Monday, March 5, 2007

China: The Musical

(2/20/07)

China is a musical place, and this is manifested in a variety of forms. Most notable is the karaoke (“KTV”) culture, the most enjoyed pastime of Chinese young, old, and everywhere in between. And perhaps this is one source from which the Chinese font of music flows. If a song plays – on TV, on someone’s computer, anywhere – someone will start singing lowly, and another will join. Most Chinese seem to be amateur vocalists, or at least practiced a far stretch from my homeland or my own ability.

But this is not reserved only to the hours Chinese will spend at a time in a KTV room – it’s often just a way to pass the time: strangers on the bus or subway grace you with the son stuck in their head at that moment. Some strangers do it for money, strumming guitars in the underground passages, their hungry notes carrying down the tiled walls, or itinerant troubadours wandering the subways, belting out the most classic Chinese pop love-songs such as “I love you like a mouse loves rice.”

And there are other acts of public musical display. Everyone in China has cell phones, all with fiercely elaborate functions and capabilities. They are constantly busied with one of these, but most often text-messaging one of their 1.3 billion countrymen. Returning from Shijiazhuang, however, I had the poor fortune to share company with someone who used of the other functions included in his handheld-beast: using his phone as an mp3 player, he shared with our immediate area 3 of his favorite musical pieces, one resembling Kenny G just a bit too much…

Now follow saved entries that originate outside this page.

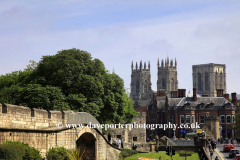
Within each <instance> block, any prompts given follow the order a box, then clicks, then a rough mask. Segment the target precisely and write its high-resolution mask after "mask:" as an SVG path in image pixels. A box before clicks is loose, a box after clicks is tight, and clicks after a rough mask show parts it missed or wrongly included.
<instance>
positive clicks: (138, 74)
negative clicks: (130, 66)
mask: <svg viewBox="0 0 240 160" xmlns="http://www.w3.org/2000/svg"><path fill="white" fill-rule="evenodd" d="M131 68H132V74H131V95H132V100H133V101H134V102H135V103H136V102H137V103H138V104H139V105H140V106H143V107H145V106H147V105H148V104H149V103H150V101H151V98H152V83H151V74H150V62H148V68H147V66H146V62H144V66H142V61H140V64H139V67H138V64H137V62H136V66H135V69H134V67H133V62H132V66H131Z"/></svg>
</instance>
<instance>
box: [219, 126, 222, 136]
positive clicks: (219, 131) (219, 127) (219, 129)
mask: <svg viewBox="0 0 240 160" xmlns="http://www.w3.org/2000/svg"><path fill="white" fill-rule="evenodd" d="M219 132H220V138H222V126H221V125H219Z"/></svg>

But if China is a musical, then the Lunar New Year was certainly the finale for me. At sundown on New Year’s Eve, Beijing exploded into a nightlong symphony of fireworks of all gunfire and bomb resembling kinds. We finally went out to watching, finding a show that puts July 4 to shame: 360 degrees of fire works lit up the sky, near and far. Looking down any street revealed group after group into the smoky distance lighting up colorful boxes. The sky burned red and the ground was littered with paper, casings, and sulfur powder. It was all amateur—every cracker, every Roman candle, every sky-burning, thundering flower chasing away bad luck and evil spirits.